Congrats, I remember when I dug my 1st one a few years ago. Common but still cool to dig one. I also always wanted to dig a Warners Safe & Finally did about 5-6 years ago. Now I want to dig a Warners TipperCanoe? LEON.


----------



## Screwtop (Dec 12, 2019)

hemihampton said:


> Congrats, I remember when I dug my 1st one a few years ago. Common but still cool to dig one. I also always wanted to dig a Warners Safe & Finally did about 5-6 years ago. Now I want to dig a Warners TipperCanoe? LEON.

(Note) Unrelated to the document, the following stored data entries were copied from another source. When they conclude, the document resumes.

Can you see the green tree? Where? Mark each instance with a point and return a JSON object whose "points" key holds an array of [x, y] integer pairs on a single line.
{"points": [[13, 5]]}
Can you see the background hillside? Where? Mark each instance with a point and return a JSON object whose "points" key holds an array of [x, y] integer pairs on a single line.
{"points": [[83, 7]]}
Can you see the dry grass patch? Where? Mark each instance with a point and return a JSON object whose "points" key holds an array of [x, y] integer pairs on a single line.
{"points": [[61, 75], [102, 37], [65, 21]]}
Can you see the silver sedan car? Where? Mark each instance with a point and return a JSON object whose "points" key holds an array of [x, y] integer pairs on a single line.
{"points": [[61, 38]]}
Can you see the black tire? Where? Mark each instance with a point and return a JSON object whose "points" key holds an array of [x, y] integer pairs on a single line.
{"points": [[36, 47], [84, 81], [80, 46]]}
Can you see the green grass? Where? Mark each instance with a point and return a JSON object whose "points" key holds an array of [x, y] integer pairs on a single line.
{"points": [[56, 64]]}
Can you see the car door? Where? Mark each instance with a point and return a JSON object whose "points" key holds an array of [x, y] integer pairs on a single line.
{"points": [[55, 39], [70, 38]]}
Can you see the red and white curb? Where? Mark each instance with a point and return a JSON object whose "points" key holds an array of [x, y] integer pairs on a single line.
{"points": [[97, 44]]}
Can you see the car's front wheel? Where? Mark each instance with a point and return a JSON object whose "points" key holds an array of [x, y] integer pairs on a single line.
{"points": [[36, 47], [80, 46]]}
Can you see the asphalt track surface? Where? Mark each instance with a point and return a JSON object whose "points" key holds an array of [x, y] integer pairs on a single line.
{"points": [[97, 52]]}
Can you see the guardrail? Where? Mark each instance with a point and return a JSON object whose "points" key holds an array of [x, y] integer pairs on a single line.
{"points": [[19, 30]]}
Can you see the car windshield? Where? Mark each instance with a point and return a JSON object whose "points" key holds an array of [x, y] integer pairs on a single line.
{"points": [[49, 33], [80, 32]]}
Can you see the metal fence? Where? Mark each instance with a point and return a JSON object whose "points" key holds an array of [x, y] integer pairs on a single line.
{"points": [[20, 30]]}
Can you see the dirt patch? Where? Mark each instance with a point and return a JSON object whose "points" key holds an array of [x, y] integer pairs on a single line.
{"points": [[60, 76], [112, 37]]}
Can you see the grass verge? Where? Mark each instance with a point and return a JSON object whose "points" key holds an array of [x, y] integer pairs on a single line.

I'll take a Birmingham Coca Cola hutch.


----------



## hemihampton (Dec 12, 2019)

I'd love to dig a Coca Cola Hutch also but that is Highly unlikely living in Michigan. My Parents use to live in Alabama south east of Huntsville & always dreamed of digging one in a privy or dump there but never happened.


----------



## Screwtop (Dec 12, 2019)

hemihampton said:


> I'd love to dig a Coca Cola Hutch also but that is Highly unlikely living in Michigan. My Parents use to live in Alabama south east of Huntsville & always dreamed of digging one in a privy or dump there but never happened.View attachment 193176




I'd like to find just a Coca Cola straight side at this rate.


----------



## slugplate (Dec 13, 2019)

Screwtop said:


> Amazing! What did you clean it with?


That's the great part. Soap, water, and a bottle brush was all it needed! I was surprised it didn't have any stains, case wear  or iridescence.


----------



## slugplate (Dec 13, 2019)

hemihampton said:


> I'd love to dig a Coca Cola Hutch also but that is Highly unlikely living in Michigan. My Parents use to live in Alabama south east of Huntsville & always dreamed of digging one in a privy or dump there but never happened.View attachment 193176


I don't think I'll find one around here, New Jersey. The hutches I found (2) were local. I found absolutely nothing outside of the 5 boroughs of NYC and some local stuff. Finding a Coke hutch around these parts would be a miraculous find. I wish you good luck and hope you find one.


----------